CBS DETROIT - Returning to the college ranks from the NFL, new Michigan head coach Jim Harbaugh brought quite a few coaches from the pro game with him. Including Harbaugh, nine of the 11 members of the coaching staff have NFL experience.

Harbaugh did not say how heavily he weighed time in the pros when he considered various individuals for assistant roles, but he agreed that time at the highest level provides some extra credibility.

"I think it does help that there has been NFL experience in our coaches' background," Harbaugh said Wednesday at his National Signing Day press conference. "A lot of our players, that's one of their goals, to make it to the NFL.

"We don't discourage that," Harbaugh added. "In fact, we try to teach it."

Harbaugh spent the last four seasons as head coach of the San Francisco 49ers, and several of Michigan's new assistants were there with him for at least part of that stretch.

Greg Jackson, the new secondary coach, was an assistant coach working with the secondary in San Francisco throughout Harbaugh's tenure there.

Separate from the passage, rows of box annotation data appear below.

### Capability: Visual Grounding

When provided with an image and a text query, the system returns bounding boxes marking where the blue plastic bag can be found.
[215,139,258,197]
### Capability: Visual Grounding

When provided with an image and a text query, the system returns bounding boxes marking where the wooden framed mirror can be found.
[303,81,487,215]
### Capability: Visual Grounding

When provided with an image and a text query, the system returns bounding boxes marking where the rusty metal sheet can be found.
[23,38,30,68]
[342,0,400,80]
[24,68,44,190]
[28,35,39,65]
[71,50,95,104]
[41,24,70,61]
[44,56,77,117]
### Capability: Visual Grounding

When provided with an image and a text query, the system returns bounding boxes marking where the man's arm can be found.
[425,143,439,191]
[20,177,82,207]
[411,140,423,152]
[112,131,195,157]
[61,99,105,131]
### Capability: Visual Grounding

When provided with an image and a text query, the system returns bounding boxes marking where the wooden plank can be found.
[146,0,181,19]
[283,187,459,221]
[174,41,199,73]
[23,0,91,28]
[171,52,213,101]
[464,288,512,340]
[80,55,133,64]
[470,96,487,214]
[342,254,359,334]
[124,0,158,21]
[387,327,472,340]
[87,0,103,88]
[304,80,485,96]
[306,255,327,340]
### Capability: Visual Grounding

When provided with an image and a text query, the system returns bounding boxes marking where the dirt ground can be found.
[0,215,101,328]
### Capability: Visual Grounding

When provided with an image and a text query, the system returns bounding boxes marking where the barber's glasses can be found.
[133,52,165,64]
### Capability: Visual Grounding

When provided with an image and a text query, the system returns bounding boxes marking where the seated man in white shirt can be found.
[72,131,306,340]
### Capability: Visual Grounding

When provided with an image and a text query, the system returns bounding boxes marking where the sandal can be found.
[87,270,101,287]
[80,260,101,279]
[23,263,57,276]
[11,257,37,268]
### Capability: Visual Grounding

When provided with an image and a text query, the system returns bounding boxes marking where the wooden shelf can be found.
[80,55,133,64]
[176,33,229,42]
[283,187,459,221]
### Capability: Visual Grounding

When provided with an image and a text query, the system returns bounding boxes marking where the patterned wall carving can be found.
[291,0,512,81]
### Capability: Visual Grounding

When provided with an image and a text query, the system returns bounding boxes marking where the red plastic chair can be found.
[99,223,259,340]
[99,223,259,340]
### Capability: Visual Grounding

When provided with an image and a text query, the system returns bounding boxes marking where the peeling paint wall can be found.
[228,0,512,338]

Michigan's new director of strength and conditioning, Kevin Tolbert, was there for all four years, too, as an assistant strength and conditioning coach. Tim Drevno, Michigan's new offensive coordinator and offensive line coach, coached the offensive line of the 49ers from 2011 to 2013.

Also on the staff are a couple of coaches who worked under Harbaugh's brother John, who has been the head coach of the Baltimore Ravens since 2008.

Jim Harbaugh's son Jay, now the tight ends coach and a special teams assistant for Michigan, served as offensive quality control for the Ravens from 2012 to 2014. Greg Mattison, now Michigan's defensive line coach, was the linebackers coach in Baltimore during John Harbaugh's first season and was the defensive coordinator in 2009 and 2010. Mattison has been with Michigan since 2011, when he came on board as the team's defensive coordinator.

Jedd Fisch, Michigan's passing game coordinator who will work with quarterbacks and wide receivers, spent four years in Baltimore before John Harbaugh's arrival. Fisch also spent time with the Houston Texans, the Denver Broncos, the Seattle Seahawks and the Jacksonville Jaguars.

Michigan's secondary coach Michael Zordich was defensive quality control for the Philadelphia Eagles from 2009 to 2010 and coached safeties there from 2011 to 2012. New Wolverines running back coach Tyrone Wheatley coached the same position with the Buffalo Bills from 2013 to 2014.

Harbaugh and his staff recruited frantically leading up to National Signing Day because he got a late start on the process after Michigan hired him away from the 49ers. Harbaugh declined to call the recruiting process - in which he worked with limited preparation in a smaller window of time - a difficult one, but he admitted there was a transition period.

"Did I just go right into it and pick up right where I left off at Stanford? No, I did not," Harbaugh said. "I picked up two days after an NFL season and had to familiarize with who the players are, high school coaches again. [I] had not spent the whole fall evaluating tape. I had been coaching the San Francisco 49ers. It took some time."

Harbaugh said he does not have a philosophy about whether to target recruits who have already committed to another school, but he was in a unique position this year.

"You make a call and ask someone if they are interested in talking about Michigan, and certainly if someone says no, it is no," Harbaugh said, "but if someone says yes, then I want to show them Michigan."

While the Wolverines have not had a typical offseason leading into Harbaugh's first year as the head coach of Michigan, he said he still feels good about the class he and the staff compiled.

"I thought our staff did a tremendous job and worked very hard to get UMGs - [what we call] UM graduates," Harbaugh said. "We wanted guys who are serious about football. I thought we did a tremendous job with that, and most of the credit goes to the staff on that."